The first phase, scheduled to begin as early as last spring, called for 400 luxury bungalows expected to rent to adults age 55 and older on three-year leases for $3,000 to $4,000 a month. An apartment building of up to six stories also was planned for the site.

Now, the project could be scrapped due to the bankruptcy, which was prompted by a lender’s May 13 letter threatening foreclosure on vacant land the company owns in McKinney, Texas.

The filing does not affect the adjacent Trailwinds development along CR 466A next to the Sandhill golf course, where construction of roads, sewer lines and other infrastructure improvements began two weeks ago.

Bankruptcy documents list John P. Lowery as the sole member of WholeLife Properties and WholeLife Companies.

On the filing date, WholeLife listed assets of $20.2 million including property, equipment and social club memberships. Liabilities were $5.41 million, including a $3.1-million mortgage loan to II CB, L.P., a $1.8-million mortgage loan to B&A Family Partnership, $92,662 to Frisco (Texas) Independent School District, $92,662 to the Collins County Tax Collector nad $92,662 to the City of McKinney, Texas, according to court documents.

On July 19, federal trustee William Neary filed a motion to appoint an independent trustee to oversee the case or convert it to a Chapter 7 bankruptcy because WholeLife’s attorneys withdrew from representing the company. The attorneys said WholeLife had paid just $20,000 of its $50,000 retainer. Franklin Hayward took over as WholeLife’s attorney in August.

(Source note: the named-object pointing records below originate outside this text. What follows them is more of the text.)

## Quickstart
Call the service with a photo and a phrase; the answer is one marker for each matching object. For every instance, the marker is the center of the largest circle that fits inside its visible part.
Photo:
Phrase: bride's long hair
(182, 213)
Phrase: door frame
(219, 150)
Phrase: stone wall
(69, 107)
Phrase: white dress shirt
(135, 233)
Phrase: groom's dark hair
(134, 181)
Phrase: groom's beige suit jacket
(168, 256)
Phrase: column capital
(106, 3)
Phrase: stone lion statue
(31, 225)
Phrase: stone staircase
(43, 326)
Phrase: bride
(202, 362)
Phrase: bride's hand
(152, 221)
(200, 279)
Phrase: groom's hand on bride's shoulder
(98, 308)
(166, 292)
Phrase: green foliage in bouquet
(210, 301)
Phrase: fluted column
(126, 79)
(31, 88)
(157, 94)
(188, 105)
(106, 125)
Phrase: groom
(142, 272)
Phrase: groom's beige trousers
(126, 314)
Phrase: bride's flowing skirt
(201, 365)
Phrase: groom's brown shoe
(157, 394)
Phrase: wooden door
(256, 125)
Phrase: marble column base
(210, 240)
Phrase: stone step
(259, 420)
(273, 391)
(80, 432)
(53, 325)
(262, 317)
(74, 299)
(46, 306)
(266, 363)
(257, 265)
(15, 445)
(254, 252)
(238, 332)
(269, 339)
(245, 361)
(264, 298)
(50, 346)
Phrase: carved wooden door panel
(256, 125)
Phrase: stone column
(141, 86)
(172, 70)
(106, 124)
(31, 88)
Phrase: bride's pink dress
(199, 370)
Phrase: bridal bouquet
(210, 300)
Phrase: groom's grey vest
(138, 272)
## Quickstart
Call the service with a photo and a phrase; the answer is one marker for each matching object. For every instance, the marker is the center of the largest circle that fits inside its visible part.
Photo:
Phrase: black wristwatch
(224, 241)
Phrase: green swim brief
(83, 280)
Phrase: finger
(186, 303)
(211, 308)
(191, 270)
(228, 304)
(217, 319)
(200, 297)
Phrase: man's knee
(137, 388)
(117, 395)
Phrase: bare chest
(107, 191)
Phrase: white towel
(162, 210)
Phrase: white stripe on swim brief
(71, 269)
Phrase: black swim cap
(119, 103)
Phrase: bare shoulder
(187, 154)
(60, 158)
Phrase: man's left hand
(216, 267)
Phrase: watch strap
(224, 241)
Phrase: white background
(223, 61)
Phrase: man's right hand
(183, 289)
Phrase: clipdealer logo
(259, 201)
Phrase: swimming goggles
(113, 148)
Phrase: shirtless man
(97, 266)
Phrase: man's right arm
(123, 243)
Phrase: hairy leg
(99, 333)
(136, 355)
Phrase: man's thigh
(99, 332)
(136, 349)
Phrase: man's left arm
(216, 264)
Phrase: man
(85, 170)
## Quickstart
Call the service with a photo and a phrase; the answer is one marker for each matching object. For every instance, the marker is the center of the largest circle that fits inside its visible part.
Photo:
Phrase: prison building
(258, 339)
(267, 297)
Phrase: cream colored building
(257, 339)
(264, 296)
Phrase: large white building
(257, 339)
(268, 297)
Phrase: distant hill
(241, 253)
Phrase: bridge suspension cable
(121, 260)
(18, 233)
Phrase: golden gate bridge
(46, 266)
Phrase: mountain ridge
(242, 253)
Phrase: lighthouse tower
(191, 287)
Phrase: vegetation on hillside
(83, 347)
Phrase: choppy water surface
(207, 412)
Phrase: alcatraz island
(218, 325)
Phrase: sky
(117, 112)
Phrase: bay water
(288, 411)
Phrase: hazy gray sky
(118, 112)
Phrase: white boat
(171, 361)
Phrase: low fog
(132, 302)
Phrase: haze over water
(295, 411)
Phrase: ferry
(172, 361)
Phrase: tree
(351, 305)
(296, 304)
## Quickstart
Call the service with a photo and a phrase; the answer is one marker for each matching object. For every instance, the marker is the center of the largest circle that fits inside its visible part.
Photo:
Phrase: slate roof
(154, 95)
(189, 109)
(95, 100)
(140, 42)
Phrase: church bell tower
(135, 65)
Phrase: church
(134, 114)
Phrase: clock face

Neary said WholeLife also had failed to provide tax returns and operating statements and that Lowery did not attend an initial debtor meeting.

In a Chapter 11 bankruptcy, the debtor is able to negotiate with creditors while the assets are sold off to pay debts in a Chapter 7 bankruptcy.

Lowery has a connection to Cornerstone Ministries, an Atlanta company founded by Cecil Brooks which filed for bankruptcy in 2008. Lowery joined Cornerstone in 2004 to oversee its investments in housing projects. He received $227,859 from Cornerstone for his project Wellstone at Craig Ranch in McKinney, which never was profitable, according to court documents.